Churchill Downs currently operates 2,750 historical horse racing machines (HRMs) in Virginia and hopes to increase that number to 5,000. The ban on 9,000 skill game machines operating in Virginia would have limited Churchill’s revenue potential in HRMs,” explained Jonas.
Virginia Key for Churchill Downs’ Growth
Virginia’s Supreme Court ruling to reinstate the ban on skill games is crucial for Churchill Downs’ expansion plans in the state.

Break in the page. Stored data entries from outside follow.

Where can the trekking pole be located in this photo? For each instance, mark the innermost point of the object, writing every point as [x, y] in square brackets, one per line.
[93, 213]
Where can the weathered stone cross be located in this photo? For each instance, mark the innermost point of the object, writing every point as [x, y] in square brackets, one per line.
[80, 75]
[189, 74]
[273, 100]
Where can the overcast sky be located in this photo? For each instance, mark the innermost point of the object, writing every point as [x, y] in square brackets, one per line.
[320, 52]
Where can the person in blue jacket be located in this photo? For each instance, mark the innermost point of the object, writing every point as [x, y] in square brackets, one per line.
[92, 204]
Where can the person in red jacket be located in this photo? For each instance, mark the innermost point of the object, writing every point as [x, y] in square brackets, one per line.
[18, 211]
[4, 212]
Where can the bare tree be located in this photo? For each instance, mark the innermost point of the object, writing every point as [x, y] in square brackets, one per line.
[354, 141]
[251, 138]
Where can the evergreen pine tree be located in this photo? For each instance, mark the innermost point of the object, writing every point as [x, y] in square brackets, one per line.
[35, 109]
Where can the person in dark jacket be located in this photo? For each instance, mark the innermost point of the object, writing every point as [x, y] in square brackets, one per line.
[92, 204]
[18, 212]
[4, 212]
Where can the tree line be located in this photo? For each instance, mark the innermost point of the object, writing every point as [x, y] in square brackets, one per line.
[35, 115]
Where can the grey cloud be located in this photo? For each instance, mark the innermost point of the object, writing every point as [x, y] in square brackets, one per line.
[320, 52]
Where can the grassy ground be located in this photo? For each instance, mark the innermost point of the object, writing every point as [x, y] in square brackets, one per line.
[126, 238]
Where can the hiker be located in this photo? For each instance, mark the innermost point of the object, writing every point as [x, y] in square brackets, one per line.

Virginia presents significant growth opportunities for Churchill Downs, beyond its well-known association with horse racing. The company has a 50% stake in a Richmond casino project and an increasing number of HHR venues in the state. The proposed gaming venue is expected to offer 1,800 slot machines, 100 table games, and a sportsbook.
Churchill Downs already operates seven Rosie’s 777 Gaming Emporiums in Virginia and plans to add the Rose Gaming Resort in Dumfries.
“Following the Supreme Court’s ruling that the lower court acted improperly, we believe options for skill-based companies are limited,” added Jonas. “While the implementation timeline for the ban is unclear, we anticipate it could occur quickly and provide relatively immediate benefits to CHDN’s properties in Virginia.”
Analysts Positive on Churchill Downs
Largely driven by its prospects in Virginia, Churchill Downs remains a preferred choice among gaming equities on Wall Street. Although the stock has seen modest gains of 6.60% year-to-date, analysts are bullish on its future.
“The company has earmarked approximately $1.1 billion for development spending over the next 18 months, aiming to increase the portfolio of slots/historical racing machines by 21%, table games by 9%, and rooms by 25% by 2025,” said Capital One Securities analyst Dan Guglielmo.
Guglielmo initiated coverage of Churchill Downs with an “overweight” rating and set a price target of $144, implying a potential upside of 27.7% from the stock’s October 16 closing price.